Affirming a relationship may look like:
Inviting you to hang out, go to events, or go on dates
Expressing love and appreciation through words
Providing emotional or financial support
Sharing media like music, posts, and books
This is all about showing a friend or significant other that you truly love and care for them. My heart warms when a friend reminds me that we are like family or I get a message inviting me to spend time with them. The small effort of reaching out and sharing thoughts is so valuable and proves that I am a special addition to their life.
Having Their Own Hobbies & Goals ✅
Your chosen loved ones should be compatible with you and it is very possible that you have the same interests; that is a beautiful thing! However, they must have their own dreams, goals, and hobbies. This allows them to focus on the development of their character.
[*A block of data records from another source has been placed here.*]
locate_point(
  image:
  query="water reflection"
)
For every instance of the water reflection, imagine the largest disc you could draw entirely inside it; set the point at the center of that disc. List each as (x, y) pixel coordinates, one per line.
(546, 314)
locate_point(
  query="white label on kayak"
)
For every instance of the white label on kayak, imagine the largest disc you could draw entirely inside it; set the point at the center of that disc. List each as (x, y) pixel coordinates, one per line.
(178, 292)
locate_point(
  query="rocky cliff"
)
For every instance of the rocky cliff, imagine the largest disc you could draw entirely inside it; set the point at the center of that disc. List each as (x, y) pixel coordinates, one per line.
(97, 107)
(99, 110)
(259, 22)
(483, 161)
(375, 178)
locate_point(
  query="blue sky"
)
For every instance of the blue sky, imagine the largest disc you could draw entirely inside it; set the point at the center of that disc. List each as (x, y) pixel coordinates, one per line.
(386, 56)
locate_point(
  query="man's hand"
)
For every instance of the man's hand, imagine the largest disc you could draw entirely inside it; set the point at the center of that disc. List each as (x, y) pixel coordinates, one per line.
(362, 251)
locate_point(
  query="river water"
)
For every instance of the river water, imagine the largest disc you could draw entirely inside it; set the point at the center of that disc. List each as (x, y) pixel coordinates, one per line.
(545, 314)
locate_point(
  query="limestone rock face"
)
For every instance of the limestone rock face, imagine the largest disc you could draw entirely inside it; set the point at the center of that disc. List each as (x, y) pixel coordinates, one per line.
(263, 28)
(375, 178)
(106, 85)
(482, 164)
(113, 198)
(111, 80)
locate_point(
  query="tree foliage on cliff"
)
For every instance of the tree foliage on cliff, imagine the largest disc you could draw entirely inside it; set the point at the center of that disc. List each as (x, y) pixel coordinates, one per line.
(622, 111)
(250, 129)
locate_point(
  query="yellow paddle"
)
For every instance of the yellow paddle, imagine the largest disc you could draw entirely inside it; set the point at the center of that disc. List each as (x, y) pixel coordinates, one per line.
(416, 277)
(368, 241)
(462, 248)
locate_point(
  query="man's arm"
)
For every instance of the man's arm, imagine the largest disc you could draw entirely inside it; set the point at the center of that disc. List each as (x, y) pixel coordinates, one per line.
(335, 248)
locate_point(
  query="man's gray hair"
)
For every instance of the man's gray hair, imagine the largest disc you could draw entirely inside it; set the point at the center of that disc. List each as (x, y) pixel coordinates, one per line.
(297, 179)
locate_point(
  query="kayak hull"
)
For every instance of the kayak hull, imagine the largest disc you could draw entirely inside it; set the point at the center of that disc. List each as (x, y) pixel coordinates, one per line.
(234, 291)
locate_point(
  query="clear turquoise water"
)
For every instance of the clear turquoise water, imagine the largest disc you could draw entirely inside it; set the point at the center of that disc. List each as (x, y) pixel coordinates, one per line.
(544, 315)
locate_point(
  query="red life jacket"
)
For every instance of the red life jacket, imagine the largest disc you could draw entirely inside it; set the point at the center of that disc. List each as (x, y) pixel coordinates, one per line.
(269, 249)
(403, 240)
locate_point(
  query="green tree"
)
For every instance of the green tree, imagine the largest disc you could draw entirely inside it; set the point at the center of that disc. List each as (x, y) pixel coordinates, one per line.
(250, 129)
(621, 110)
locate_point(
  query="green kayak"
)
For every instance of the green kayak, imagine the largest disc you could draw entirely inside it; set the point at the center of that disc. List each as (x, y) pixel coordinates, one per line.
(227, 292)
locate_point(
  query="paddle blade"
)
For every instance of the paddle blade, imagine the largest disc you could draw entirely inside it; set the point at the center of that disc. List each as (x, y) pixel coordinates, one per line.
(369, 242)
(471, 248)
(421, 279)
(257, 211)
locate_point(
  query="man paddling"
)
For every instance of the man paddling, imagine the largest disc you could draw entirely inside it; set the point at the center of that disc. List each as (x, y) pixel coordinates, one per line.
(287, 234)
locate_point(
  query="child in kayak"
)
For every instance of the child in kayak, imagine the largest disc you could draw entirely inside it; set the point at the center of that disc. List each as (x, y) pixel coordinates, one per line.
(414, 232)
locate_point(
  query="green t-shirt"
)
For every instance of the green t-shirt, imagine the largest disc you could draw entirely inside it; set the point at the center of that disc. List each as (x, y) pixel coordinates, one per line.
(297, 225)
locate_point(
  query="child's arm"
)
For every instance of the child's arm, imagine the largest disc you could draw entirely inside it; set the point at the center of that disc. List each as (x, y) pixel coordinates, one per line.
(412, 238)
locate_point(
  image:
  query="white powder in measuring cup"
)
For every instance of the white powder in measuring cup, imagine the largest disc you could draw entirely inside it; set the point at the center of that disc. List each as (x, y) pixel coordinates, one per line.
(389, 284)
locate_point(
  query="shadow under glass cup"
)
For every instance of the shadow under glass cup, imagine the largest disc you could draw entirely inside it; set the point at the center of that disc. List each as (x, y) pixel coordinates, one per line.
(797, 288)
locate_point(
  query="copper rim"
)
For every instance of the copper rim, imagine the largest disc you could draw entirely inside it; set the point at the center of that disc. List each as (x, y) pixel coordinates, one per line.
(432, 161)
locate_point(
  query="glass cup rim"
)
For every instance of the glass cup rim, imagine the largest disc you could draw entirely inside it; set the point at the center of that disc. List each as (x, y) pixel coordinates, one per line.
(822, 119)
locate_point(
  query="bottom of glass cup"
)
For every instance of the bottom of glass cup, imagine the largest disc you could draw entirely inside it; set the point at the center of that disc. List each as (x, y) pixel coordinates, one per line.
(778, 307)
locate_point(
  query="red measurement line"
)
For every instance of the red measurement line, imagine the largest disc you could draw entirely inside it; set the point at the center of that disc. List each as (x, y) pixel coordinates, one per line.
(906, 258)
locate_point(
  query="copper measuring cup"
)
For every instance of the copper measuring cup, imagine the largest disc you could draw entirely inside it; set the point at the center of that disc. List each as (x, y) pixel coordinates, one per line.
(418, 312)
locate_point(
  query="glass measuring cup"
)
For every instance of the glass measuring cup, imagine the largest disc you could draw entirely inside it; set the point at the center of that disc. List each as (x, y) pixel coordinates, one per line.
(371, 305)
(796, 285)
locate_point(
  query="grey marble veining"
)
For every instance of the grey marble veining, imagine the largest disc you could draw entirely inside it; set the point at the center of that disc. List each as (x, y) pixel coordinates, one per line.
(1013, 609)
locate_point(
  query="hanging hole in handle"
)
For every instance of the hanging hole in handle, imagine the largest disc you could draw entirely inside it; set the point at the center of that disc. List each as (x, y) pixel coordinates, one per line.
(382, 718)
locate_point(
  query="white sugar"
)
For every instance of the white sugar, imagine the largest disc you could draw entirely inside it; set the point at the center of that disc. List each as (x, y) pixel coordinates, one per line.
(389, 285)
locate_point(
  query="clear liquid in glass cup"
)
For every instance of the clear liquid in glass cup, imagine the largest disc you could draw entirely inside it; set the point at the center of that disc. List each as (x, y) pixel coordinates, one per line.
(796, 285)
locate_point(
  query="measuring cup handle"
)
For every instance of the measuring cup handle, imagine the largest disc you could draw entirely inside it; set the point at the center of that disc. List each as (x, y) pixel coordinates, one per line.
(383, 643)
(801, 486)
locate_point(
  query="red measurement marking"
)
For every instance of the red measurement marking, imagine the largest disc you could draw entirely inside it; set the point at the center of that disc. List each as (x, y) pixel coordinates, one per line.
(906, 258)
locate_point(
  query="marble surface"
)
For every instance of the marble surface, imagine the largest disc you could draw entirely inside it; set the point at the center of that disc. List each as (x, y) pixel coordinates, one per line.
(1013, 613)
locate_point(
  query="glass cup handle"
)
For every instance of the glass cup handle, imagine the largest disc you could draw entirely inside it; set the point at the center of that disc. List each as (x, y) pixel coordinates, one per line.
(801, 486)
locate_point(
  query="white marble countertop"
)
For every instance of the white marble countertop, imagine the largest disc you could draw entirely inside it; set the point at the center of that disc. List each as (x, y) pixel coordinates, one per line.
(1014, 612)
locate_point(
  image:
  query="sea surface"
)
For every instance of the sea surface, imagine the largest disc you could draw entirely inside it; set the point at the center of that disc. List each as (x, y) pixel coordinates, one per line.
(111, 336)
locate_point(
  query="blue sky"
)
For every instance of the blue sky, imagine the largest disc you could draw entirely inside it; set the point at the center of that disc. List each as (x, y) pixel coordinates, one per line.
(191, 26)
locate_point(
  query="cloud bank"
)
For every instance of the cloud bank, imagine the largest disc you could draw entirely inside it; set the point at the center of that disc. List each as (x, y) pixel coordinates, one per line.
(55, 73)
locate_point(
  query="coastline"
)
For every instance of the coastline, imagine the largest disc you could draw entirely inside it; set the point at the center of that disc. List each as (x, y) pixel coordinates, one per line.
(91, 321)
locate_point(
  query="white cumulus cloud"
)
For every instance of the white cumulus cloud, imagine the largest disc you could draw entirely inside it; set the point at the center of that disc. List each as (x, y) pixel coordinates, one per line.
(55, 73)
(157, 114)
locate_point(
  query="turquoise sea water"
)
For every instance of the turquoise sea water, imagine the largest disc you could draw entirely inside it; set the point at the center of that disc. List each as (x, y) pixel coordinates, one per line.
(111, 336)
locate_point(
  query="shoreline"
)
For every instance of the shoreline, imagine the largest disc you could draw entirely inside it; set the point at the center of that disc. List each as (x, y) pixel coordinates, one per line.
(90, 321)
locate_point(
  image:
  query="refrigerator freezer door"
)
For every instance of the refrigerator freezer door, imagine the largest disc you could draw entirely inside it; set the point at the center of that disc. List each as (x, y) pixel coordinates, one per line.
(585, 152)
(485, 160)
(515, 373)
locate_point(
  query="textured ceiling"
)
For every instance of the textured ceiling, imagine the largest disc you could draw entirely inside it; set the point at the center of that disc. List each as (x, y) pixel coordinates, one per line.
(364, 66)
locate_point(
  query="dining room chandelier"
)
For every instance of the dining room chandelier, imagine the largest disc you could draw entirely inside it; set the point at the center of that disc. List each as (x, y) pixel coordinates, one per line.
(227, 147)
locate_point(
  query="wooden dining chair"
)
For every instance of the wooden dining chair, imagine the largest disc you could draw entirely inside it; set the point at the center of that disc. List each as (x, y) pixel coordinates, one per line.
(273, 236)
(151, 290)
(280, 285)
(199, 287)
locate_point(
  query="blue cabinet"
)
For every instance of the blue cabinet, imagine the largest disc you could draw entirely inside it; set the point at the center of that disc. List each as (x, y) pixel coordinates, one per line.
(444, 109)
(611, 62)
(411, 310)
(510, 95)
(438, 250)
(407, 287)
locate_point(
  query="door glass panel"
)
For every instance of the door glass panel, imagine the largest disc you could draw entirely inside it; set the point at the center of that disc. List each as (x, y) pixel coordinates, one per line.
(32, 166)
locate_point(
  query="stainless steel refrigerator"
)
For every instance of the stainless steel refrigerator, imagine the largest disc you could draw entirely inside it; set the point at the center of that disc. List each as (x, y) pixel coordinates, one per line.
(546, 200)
Being involved in hobbies and working towards goals:
Aids in self-development
Contributes to health & wellbeing
Invites inspiration & collaboration
Staying busy with hobbies that spark joy and inspiration contributes to one’s well-being, which positively affects relationships. If my friend dreams of becoming a dancer and dedicates time to practice routines, she is developing a sense of self-worth and purpose. They have a focus that is outside of our relationship, which creates balance. Not only is my friend then in good spirits because of this, but so am I because I support it, and we share a common ground of working towards our goals.
Flexible & Open-minded ✅
Our society is complex and the human experience has many ups and downs. As we all navigate our lives, it’s important to be flexible and acknowledge different perspectives, within our boundaries, to have good character and a good quality of life. From trying new things and going on adventures to being sympathetic and respectful, it is vital to be open-minded and flexible, otherwise, you may miss out on opportunities.
Being flexible and open-minded includes:
Being patient, understanding, and tolerant
Enjoying different activities and experiences
Adapting to different environments
I’m so thankful for my friends because they understand I like to be adventurous and spontaneous. If our plans deviate, we make the best of our situation. They also accept that I require alone time and enjoy my own company. My friends often “read the room” and use their best judgment in different situations. If I’m tired or unwell, I am not a burden to them; they go out of their way to ensure that I have what I need, as I do the same for them.
Just writing about my green flags now makes me feel so full and warm. This feeling can not be mistaken or overlooked. When someone is meant to be in your life, you will know.